# Massey 3690 PTO troubles...



## MF3690

Hello everyone! New to the forum and in search of some advice/help with my 1992 Massey Ferguson 3690. Have owned the tractor for about 10 years and have never used the PTO, now I need to use it on a second baler we bought..

Here are the details: Engage the switch in the cab, PTO engages and spins for about 4-5 seconds then shuts off and the light on the dash blinks. When I was in a pinch, I swapped the wire from the diff lock solenoid to the pto solenoid and ran it like that fine, but without the use of brakes obviously.. So we know the solenoid is fine. Switch is fine. In my mind it all pointed the PTO speed sensor, so I installed a new one and still didnt fix the problem. I've looked over the wires as well as I could (they are in a loom) and tested them and they seem fine also. I thought maybe the wires to the PTO speed sensor were broke or grounding somewhere, so I rigged up a new wire from the sensor to the connector at the autotronic box and still nothing.

I will also say that, all other functions with the autotronic box work fine and I've tediously looked it over and nothing seems fried on the board..

Any ideas would be much appreciated.
Thanks!


----------



## MFRoss

This reply is probably a little late since I just registered. 

I have the service manual for the 3600 series MF and it says the Autotronic will disengage PTO (with flashing light) when hydraulic pressure drops below 17 bar (246 psi) causing the PTO clutch to slip excessively. It will also disengage if the implement is blocked causing clutch slippage. That being said, the Diff Lock, 4WD, and Hare/Tortoise range changing would not function correctly if hydraulic pressure was low. 

With what you have described, my guess would be that the Autotronic box is faulty. The fact that you eliminated the speed sensor being the cause and no other problems exist with the tractor, it makes me think the box is malfunctioning. 

I have a 1994 3690 that had Autotronic problems with the 4WD. Power was available to the Autotronic box from the switch (which removed power from the solenoid to engage 4WD), but nothing was coming out of the box to the 4WD soleniod to disengage the 4WD when 4WD switch was off. The Autotronic box is expensive, so I did a little rewiring job and was lucky enough to fix the 4WD and retain the Autotronic safety functions. In your case, you could bypass the Autotronic box, but unfortunately, you would lose the safety net the box provides for the PTO, which is progressive engagement and clutch operation. Serious damage could occur to the tractor without these safety features. 
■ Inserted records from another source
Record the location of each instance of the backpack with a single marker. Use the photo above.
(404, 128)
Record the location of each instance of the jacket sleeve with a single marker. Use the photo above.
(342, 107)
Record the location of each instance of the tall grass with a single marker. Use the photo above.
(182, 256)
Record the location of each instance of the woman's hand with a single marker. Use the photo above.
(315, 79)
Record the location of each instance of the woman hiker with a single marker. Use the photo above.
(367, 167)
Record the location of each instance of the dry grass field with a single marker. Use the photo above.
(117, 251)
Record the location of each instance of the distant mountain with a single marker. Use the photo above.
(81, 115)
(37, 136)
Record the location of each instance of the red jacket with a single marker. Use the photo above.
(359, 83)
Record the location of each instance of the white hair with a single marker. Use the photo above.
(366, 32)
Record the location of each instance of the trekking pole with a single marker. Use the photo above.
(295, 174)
You might double check the PTO speed sensor is adjusted correctly (I can't find the procedure if it even exists), and if so, I would buy a new Autotronic box, or take it to a MF dealer where they should be able to hook up to the box and confirm that it is faulty. I hope this helps a little.


----------



## MFRoss

Another thought occured to me. I originally replied to this post as I was searching for information on a PTO noise problem I was experiencing with my 3690. I have since been through the PTO and discovered that the PTO brake had been malfunctioning at sometime in the tractors life. The brake had worn into the gear hub that it brakes against. The brake is spring loaded on, and is released with hydraulic pressure when the PTO is switched on. In my case, I believe hydraulic pressure may have leaked by the seals of the brake assembly and prevented the brake from completely disengaging. I replaced all of the seals in the brake and the brake slowly comes on when the PTO is switched off. Before, the brake stopped the PTO shaft immediately and abrubtly, as if it was nearly on all the time. 
Anyway, if the brake is stuck on, it may cause clutch slippage and automatic disengagement of the PTO. The PTO brake is part of the top link plate that is bolted to the tractor. It is easily removed. You could pull it off and have a look at the brake surface and the gear hub. You can also hook compressed air up to the hydraulic line that controls the brake and see if it moves the brake.
You might already have things figured out. I just posted to help others who might be searching for things to try. Good Luck.


----------